Question

If 31z5 is a multiple of $3$, where $z$ is a digit, what might be the values of $z$?

Answer 1

Hint: We have to find the value of $z$ and the given number is multiple of $3$, so we apply the divisibility test of $3$ on the given number. The sum of all digits of the given number must be divisible by the $3$. Then we check the sum obtained with all values of $z$ from $0-9$. By using this concept we find all possible values of $z$.
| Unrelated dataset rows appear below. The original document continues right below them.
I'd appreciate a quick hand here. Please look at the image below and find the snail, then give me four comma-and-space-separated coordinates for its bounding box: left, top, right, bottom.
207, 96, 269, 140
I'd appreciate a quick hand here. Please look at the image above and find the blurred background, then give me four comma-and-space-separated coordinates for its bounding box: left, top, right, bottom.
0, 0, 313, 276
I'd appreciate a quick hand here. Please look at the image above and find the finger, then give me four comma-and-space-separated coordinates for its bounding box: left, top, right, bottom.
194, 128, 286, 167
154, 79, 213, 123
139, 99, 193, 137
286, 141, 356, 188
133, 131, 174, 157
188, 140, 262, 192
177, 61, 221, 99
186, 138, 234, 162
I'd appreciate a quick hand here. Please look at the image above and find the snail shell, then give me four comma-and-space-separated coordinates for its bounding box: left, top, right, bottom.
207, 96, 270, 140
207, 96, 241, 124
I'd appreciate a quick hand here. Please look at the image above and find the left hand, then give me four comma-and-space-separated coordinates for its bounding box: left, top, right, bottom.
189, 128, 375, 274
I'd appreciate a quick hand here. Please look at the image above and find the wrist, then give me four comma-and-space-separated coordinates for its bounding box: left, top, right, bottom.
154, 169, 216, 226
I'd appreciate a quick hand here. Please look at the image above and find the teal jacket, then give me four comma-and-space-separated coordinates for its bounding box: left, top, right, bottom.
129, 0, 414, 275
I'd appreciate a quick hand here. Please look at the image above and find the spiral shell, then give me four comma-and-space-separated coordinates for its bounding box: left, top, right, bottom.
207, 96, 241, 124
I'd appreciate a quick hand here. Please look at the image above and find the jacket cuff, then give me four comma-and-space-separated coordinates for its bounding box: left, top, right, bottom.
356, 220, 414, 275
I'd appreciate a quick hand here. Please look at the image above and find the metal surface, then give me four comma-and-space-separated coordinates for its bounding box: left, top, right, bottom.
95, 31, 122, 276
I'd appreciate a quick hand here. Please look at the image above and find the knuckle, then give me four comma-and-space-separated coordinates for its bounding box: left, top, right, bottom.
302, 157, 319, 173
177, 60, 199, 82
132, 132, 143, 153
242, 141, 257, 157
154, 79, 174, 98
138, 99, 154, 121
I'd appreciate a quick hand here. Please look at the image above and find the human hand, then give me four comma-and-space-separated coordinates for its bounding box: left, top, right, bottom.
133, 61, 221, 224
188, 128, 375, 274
Complete step-by-step solution:
We have been given a number of $31z5$ is a multiple of $3$.
We have to find the value of $z$.
Now, we know that if the sum of all digits of a number is divisible by $3$, then the number is also divisible by $3$.
So, we check the divisibility of the given number.
We have
 $\begin{align}
  & 31z5=3+1+z+5 \\
 & \Rightarrow 9+z \\
\end{align}$
Now, as $z$ is a single digit, the value of $z$ will be from $0-9$.
Now, we add the all possible values to the sum of digits and observe the sum that for which digit the sum is divisible by $3$.
So, the possible values of $z$ will be
$\begin{align}
  & 0+9=9 \\
 & 9+1=10 \\
 & 9+2=11 \\
 & 9+3=12 \\
 & 9+4=13 \\
 & 9+5=14 \\
 & 9+6=15 \\
 & 9+7=16 \\
 & 9+8=17 \\
 & 9+9=18 \\
\end{align}$
Now, from obtained sum of digits only $9,12,15,18$ are divisible by $3$.
So, the possible values of $z$ are $0,3,6,9$.

Note: If a number is multiple of any number then it must be following the divisibility test of the same number. We need to check all possible values of $z$ from $0-9$ because if we choose any random number it will not give us an exact answer.